These scientists have created jewels of amazing forms of chaos theory

Zoom in / The anarchic shapes 3D printed in bronze represent the first step in the shift from chaotic to manufacturable shapes.

F. Bertacchini / PS Pantano / E. Bellotta

A team of Italian scientists has discovered a way to transform the amazing and complex twisted shapes of Chaos Theory In actual jewelry, according to new leaf Published in Chaos Journal. These pieces are not simply inspired by chaos theory. Created directly from its mathematical principles.

“Seeing the messy shapes transform into real, shimmery, shimmery physical jewelry was a lot of fun for the whole team. It was also very exciting to touch and wear them,” she says. said co-author Eleonora Bellotta from the University of Calabria. “We think it’s the same pleasure a scientist feels when her theory takes shape, or when an artist finishes a painting.”
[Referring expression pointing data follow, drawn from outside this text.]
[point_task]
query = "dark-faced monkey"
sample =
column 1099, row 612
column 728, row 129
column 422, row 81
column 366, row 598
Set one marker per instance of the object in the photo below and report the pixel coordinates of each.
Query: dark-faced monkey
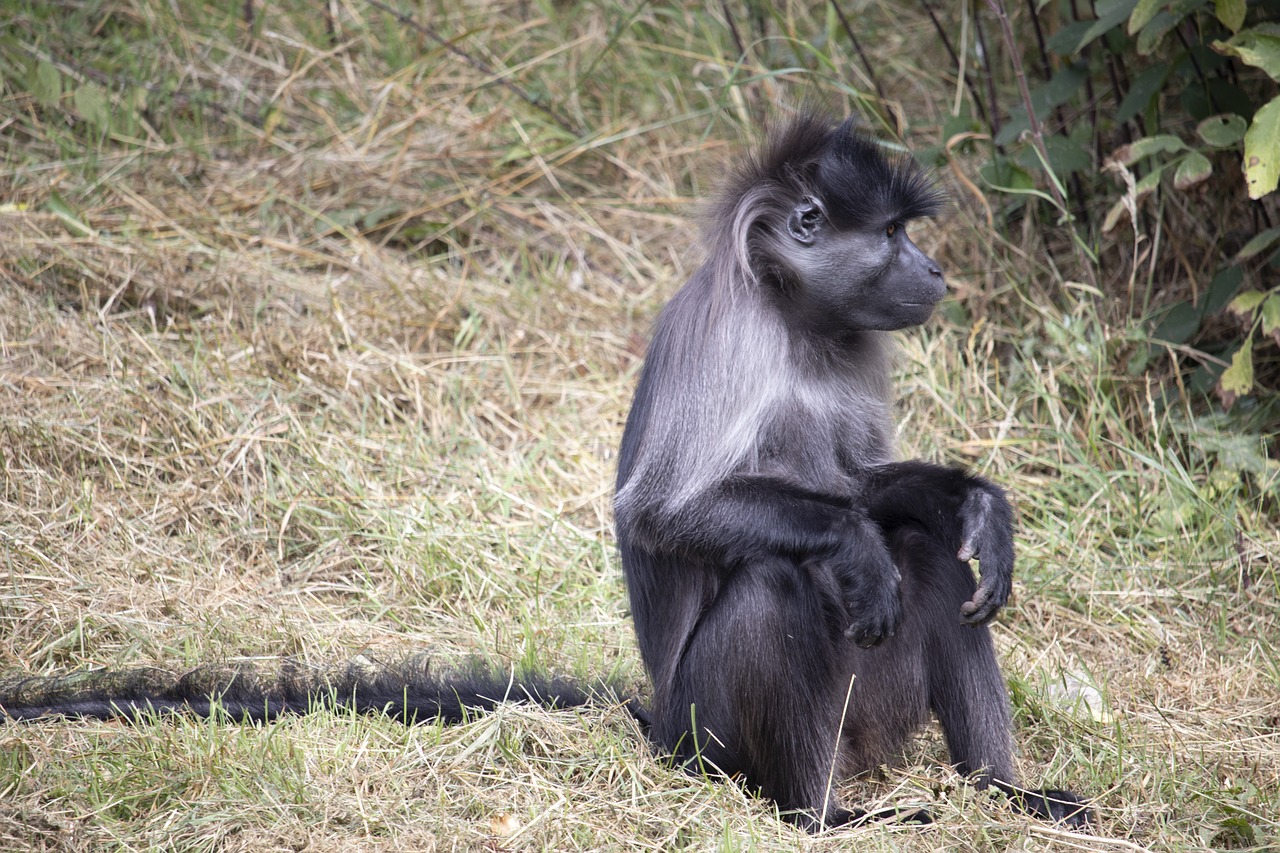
column 801, row 601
The concept of chaos might suggest complete randomness, but to scientists, it refers to systems so sensitive to initial conditions that their output appears random, obscuring basic internal rules of order: the stock market, rioting crowds, brain waves during an epileptic seizure, or the weather. In a chaotic system, small effects are amplified by repetition until the system becomes critical. The roots of chaos theory today are based on a Serendipitous discovery in the 1960s by a mathematician turned meteorologist Edward Lorenz.

Lorenz believed that the advent of computers provided an opportunity to combine mathematics and meteorology for better weather forecasting. He set out to build a mathematical model of the weather using a set of differential equations that accounted for changes in temperature, pressure, wind speed, and the like. Once he had his skeletal system in place, he would run a continuous simulation on his computer, which would output a virtual weather for one day every minute. The resulting data was like naturally occurring weather patterns — nothing happened the same way twice, but there was clearly an underlying order.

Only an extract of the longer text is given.